In March 2001 the National SEN Training Project hosted a national seminar at Heriot-Watt University entitled 'Joined-up Working'. The seminar featured good practice in joined-up working between teachers and speech and language therapists from the length and breadth of Scotland. It was very well received but there was justifiable criticism of the fact that it was limited solely to collaboration between teachers and speech and language therapists instead of encompassing the full range of therapy professionals. With this criticism in mind, a multi-agency development group investigated the possibility of developing a course to promote good joined-up working practice across professional boundaries and with Scottish Executive funding wrote the course featured here. Following a very successful pilot run of the course, the pack was launched at a seminar in Strathclyde University in March 2003.
It was developed to assist education authorities, health trusts and social services to meet the challenges of the ‘joined-up working’ legislation in order to make better use of existing resources and ensure more effective communication among key agencies.
It should assist the various services to work more closely together so that the needs of pupils with developmental difficulties will be met more effectively in the future.
The development was funded by the Scottish Executive Education Department through an SEN Innovation Grant.
The development consortium was led by Professor Gilbert MacKay and Mrs Sylvia Russell at the University of Strathclyde, working in collaboration with Afasic, Moray Council, North Lanarkshire Council, West Lothian Council and NHS Scotland. Many other people and schools gave significant help in the course development, especially the video case studies
Current thinking increasingly suggests that collaborative working practices are the most effective way of meeting the needs and raising the attainment of children with a wide variety of additional support needs. It is widely recognised that high quality educational provision for pupils with developmental difficulties in language and communication, dyspraxia / motor development, and perception can be greatly enhanced by effective collaboration between teachers, therapists and support staff in the development and delivery of the curriculum. True collaboration is not easy to achieve and many professionals from different disciplines often only pay lip service to it. What it often actually boils down to is a 'specialist' telling a class teacher what to do. This is not collaboration - hence the need for this course.
Are you a good collaborator?
Do you actively look for ways in which you can work with others?
Do you understand the remits and responsibilities of other professionals who may be involved with the young person you are working with?
Have you discussed with them how you can share targets and join up your practice to give better support to the young person?
Are you happy to share decision making with professionals from another discipline?
If you have not answered 'Yes' to all these questions then you will find the course helpful.

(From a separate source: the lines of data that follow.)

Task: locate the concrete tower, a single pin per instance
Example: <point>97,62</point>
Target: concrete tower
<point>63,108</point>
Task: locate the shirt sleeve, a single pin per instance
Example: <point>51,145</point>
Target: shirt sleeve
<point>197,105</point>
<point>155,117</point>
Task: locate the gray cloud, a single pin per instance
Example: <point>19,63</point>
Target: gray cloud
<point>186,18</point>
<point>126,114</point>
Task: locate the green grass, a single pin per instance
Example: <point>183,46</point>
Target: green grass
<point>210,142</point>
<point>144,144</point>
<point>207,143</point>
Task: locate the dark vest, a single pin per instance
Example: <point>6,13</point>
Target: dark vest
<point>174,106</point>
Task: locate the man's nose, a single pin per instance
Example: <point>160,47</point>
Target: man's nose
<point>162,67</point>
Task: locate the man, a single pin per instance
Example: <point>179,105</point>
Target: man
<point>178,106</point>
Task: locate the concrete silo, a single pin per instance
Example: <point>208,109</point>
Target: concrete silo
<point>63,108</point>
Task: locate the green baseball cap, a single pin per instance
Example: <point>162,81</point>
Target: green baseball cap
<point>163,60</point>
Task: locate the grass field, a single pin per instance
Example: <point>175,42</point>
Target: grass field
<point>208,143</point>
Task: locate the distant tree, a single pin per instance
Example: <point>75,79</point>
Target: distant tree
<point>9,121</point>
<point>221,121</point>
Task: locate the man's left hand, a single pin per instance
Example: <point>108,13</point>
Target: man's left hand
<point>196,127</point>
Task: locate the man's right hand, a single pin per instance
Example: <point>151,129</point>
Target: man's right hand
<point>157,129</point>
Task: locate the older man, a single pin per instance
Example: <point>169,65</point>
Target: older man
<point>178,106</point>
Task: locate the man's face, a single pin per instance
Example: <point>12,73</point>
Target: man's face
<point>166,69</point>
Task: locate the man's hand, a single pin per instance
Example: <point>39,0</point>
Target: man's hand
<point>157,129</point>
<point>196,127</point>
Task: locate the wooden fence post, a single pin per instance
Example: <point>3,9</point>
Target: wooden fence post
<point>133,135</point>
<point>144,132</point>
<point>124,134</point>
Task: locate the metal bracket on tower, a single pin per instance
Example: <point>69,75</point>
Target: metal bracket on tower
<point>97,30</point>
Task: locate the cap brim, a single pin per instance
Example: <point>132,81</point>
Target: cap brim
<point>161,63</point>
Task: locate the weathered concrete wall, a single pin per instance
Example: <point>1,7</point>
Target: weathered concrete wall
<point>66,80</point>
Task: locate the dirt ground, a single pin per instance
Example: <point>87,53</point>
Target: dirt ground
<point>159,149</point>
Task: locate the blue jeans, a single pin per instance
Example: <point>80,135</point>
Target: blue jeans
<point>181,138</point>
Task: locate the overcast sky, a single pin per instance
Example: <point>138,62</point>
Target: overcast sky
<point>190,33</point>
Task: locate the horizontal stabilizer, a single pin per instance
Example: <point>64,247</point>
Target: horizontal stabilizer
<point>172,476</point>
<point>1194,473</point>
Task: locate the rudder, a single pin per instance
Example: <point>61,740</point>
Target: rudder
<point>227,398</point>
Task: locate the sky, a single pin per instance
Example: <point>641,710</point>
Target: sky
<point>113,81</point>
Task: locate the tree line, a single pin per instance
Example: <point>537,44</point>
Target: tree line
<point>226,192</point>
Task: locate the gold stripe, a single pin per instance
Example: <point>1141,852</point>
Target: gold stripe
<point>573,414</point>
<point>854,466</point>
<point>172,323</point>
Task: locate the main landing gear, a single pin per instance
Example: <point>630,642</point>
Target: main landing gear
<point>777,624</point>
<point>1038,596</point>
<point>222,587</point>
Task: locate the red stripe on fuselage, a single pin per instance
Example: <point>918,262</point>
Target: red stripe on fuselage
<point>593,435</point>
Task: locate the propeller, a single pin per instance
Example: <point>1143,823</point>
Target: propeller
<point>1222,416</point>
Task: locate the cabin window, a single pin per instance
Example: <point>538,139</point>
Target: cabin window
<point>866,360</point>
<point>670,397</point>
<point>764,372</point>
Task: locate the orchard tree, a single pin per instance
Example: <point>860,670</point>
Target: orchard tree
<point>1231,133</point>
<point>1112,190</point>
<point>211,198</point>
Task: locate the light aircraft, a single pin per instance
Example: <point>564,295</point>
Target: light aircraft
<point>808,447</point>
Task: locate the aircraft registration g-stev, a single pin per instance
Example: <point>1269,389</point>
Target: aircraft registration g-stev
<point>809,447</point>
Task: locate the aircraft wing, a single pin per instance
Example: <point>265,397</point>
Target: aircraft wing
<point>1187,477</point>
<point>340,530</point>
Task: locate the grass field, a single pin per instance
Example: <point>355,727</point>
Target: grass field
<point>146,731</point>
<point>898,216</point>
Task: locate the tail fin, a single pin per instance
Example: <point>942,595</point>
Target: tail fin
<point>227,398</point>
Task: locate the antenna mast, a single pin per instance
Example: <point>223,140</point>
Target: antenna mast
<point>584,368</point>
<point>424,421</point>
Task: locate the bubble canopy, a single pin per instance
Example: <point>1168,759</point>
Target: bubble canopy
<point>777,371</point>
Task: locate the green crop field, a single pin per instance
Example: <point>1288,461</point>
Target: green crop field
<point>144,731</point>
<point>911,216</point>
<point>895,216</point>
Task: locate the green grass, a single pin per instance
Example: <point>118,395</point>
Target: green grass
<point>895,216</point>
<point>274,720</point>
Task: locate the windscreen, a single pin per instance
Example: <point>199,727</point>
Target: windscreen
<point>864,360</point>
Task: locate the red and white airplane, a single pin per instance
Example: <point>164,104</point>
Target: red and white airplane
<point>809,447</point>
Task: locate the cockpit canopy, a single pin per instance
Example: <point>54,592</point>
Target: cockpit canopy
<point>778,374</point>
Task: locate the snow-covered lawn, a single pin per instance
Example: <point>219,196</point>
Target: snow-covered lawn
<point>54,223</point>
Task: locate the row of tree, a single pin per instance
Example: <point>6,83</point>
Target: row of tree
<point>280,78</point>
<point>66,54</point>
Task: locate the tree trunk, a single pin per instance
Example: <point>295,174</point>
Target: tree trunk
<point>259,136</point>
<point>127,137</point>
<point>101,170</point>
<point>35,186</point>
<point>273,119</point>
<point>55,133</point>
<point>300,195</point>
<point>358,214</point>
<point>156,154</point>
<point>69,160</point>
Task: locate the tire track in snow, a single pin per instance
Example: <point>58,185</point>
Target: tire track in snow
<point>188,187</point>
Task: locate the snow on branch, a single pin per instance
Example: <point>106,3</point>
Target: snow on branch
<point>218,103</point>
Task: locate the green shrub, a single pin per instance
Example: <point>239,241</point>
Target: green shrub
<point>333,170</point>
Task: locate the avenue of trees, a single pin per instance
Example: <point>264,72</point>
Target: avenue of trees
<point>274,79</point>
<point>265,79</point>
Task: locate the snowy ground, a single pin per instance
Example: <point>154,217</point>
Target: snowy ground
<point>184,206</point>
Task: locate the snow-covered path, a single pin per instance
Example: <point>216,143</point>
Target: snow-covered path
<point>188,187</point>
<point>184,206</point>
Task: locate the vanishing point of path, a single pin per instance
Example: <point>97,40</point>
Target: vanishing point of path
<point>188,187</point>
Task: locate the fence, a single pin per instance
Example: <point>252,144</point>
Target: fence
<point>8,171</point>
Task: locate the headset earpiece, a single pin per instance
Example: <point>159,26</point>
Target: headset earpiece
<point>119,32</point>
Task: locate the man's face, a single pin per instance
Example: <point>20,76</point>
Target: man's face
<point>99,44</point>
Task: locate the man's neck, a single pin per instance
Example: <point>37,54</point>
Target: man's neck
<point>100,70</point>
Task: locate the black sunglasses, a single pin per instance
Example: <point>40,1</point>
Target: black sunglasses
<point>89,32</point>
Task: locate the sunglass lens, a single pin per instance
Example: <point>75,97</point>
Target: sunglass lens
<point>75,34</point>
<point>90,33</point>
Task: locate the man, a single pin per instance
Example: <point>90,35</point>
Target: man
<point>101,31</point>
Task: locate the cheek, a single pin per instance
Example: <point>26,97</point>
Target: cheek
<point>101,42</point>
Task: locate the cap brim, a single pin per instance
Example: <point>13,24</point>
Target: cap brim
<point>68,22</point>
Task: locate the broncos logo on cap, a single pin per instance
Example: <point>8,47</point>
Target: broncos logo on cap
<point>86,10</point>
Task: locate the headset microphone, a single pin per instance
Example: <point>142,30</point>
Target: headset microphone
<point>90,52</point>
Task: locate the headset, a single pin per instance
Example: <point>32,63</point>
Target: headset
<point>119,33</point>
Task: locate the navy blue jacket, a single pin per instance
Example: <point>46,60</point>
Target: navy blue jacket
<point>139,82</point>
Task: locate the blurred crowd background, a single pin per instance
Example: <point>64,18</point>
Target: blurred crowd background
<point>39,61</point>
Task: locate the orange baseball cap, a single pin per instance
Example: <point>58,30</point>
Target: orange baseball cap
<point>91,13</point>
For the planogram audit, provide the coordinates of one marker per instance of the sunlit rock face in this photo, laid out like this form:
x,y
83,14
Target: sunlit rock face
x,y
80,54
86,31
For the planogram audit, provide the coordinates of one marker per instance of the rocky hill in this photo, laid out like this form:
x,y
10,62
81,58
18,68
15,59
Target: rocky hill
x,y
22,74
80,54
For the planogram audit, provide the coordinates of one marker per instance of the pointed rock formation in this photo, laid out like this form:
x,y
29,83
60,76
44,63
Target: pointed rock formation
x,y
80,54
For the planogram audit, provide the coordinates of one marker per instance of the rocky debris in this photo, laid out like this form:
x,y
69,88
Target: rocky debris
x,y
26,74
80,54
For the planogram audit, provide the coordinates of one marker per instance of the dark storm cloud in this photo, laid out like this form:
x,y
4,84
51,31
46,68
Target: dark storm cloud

The three-day course fosters the highest levels of collaboration in which teachers, therapists, social workers and support staff not only share their skills and expertise to enhance children’s educational attainment, but also alter their practice to take into account the perspective of the other practitioners. It meets the needs of professionals with different levels of knowledge and expertise in developmental difficulties. This, coupled with changes in government policy that allow health services, social services and education authorities to work more closely together, will enable the needs of pupils with developmental difficulties to be met more effectively in the future.
Throughout the course there is a good balance between taught elements, multi-disciplinary workshops and discussion groups using video case studies.
Day one looks at:
Day two looks at:
Day three, a very practical day, concentrates on:
It is also suggested that there should be a practical outcome to the course with each group of professionals who participate producing evidence of working together on a collaborative project at a recall day.
The pack contains all the materials necessary to run the course although the programme organisers will be required to make multiple copies of participants’ materials and ensure that the overhead transparency masters have been transferred onto acetate if PowerPoint presentations are not being used. Consumables (pens, flipcharts etc) will also be required - the details of such requirements are included in the tutor notes for each day.
The pack comprises:
There is also a 'Participant's Pack' which contains the course programme, a bibliography, and an evaluation sheet.
All paper materials are also available on the CD-ROM in Acrobat PDF format. Both Mac and PC users will need to ensure that they have Acrobat Reader installed (free download from Adobe website) to allow them to read/print the material. However, if users wish to personalise the resources for their own use - for example an authority may wish to add in additional overhead transparencies/handouts which highlight procedures and practices within their authority - the material can only be edited by PC/Mac users if they have the full Adobe Acrobat package installed and have dragged the relevant files from the CD onto the hard disk.
The course video is a compilation of case studies from various schools across Scotland and covers a range of developmental disorders.
This is not a course to dip into and do an odd workshop here and there. Nor should it be used by individuals or groups from the same profession as it has been devised to provide a coherent learning experience for multi-disciplinary groups. Ideally, the course should be delivered over three consecutive days although a satisfactory learning experience will still be achieved if it is delivered one day a week over a three-week period.
It is envisaged that education authorities and health trusts will jointly run their own delivery of the course with an education or health professional delivering the unit/s of the course relevant to their own professional expertise. It is also possible that the pack could be used within individual establishments such as special schools with different professional groups participating.
All of Scotland's education authorities and NHS trusts were assigned packs at the project launch in April 2004, and your local authority or trust should be approached if you are interested in participating.